Do you think that he has a point?

Have we lost something in the education of our children in the elevation of the ‘active’ life over the ‘contemplative’ life?

Faith communities love acronyms. There are landfills full of WWJD? bracelets to prove that acronyms distill complex ideas down beyond a catch phrase to a few letters and allow a certain hyperlinkedness to vast amounts of data.  In many ways, acronyms are a gift but they can also be a distraction by offering a seemingly summative and all-encompassing certainty.  The latest acronym to take youth workers and many church leaders by storm is MTD which is short-hand for Moral Therapeutic Deism.  Launched into the world via their book Soul Searching: The Religious and Spiritual Lives of Teenagers (Oxford, 2005) which resulted from an in-depth study of American teenagers self-reporting about what makes up and sustains belief through the National Study of Youth and Religion.  The findings of the study distilled in Soul Searching hold that what is religious belief for teenagers in America across ethic and religious backgrounds is what Smith and Denton term MTD or Moral Therapeutic Deism which sees belief as a code of right and wrong behaviors (moral) that is centered on the question of what the person needs to feel better about themselves (therapeutic) and organized by a view of the Divine as completely separated from the realm of lived experience, completely at a distance, and only there to consult and affirm (deism).  After the study was released and the book published five years ago, a flood of reactions and later sub-industry has arisen around this model of MTD.  Churches are worried, parents are feeling guilty, and youth workers are frantically seeking new models to change this trend.  To be sure, Smith and Denton have some great data and the ‘wake up call’ to get serious about working with youth toward a deep and abiding sense of what makes up belief should be addressed.  That said, I do worry that many are adopting this MTD mantra without a critical examination of what is at stake and is the course correction proposed in Soul Searching and the MTD concern truly what we need.

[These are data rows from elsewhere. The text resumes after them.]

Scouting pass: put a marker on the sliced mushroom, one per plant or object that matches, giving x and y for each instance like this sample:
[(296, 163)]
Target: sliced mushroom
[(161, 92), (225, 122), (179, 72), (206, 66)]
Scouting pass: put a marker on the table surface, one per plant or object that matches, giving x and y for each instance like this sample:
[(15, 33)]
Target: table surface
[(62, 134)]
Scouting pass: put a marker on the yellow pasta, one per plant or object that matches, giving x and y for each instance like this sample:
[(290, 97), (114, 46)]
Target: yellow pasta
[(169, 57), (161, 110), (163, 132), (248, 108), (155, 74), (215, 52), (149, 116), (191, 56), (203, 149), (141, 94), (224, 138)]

In short:  is the supposed cure potentially worse than the disease?

Critiques of Christian Smith’s Soul Searching:

1. There is a danger of a “one size – fits all” view to what is considered biblical literacy and deep faith that plots toward rationalism over and against embodiment and practice :

Smith and Denton argue that “all religious groups seem at risk of losing teens to nonreligious identities[1] which assumes that there is an easily quantifiable religious identity is out there that we can appeal to that is somehow counterpoised to so-called ‘secular’ identities.  I have to admit being puzzled by this notion of ‘nonreligious’ identities and deeply suspicious of what the ‘religious’ persona that is backgrounding this assessment would look and feel like.  As someone watches a generation of young people grab a hold of all the consumerism that Evangelicalism had to offer to ‘mark’ their faith as real – shirts, hats, CDs, messenger bags, etc – as well as use catch phrases and social behaviors valued in certain circles but foreign to others, I am not sure I am buying what Smith and Denton are putting on the table.  They go on to state that “a number of religious teenagers propounded theological views that are, according to the standards of their own religious traditions, simply not orthodox.”[2] To that I would say… come to a Youth Specialties conference and see if you can find the orthodoxy that is being romantically idealized.  Here are people who work with teens and draw from the breadth and height of the Christian tradition – contemplative Celtic prayers mixed with various social networking platforms and funded by sociological and theological reflection.  One of the MTD critics who is voicing a similar concern to what I am reflecting on is Theologian Tom Beaudoin at Fordham University.  In the chapter “The Ethics of Characterizing Popular Faith” from his great book Witness to Dispossession, he underscores the fact that faith is complex and not an easily reducible thing:

[T]heology itself is discovering with ever greater complexity, the particular beliefs that are “sanctioned” by religious leadership, at any particular time and place, are deeply implicated in “nontheological” or “nonreligious” political, social, cultural, and economic factors.  The very opposition between “picking and choosing” and “accepting the whole” is itself a recent way of imaging, often for the sake of an intended control, what the options for belief are today – much like the opposition between fundamentalism and enlightenment, or relativism and moral fundamentalism.[3]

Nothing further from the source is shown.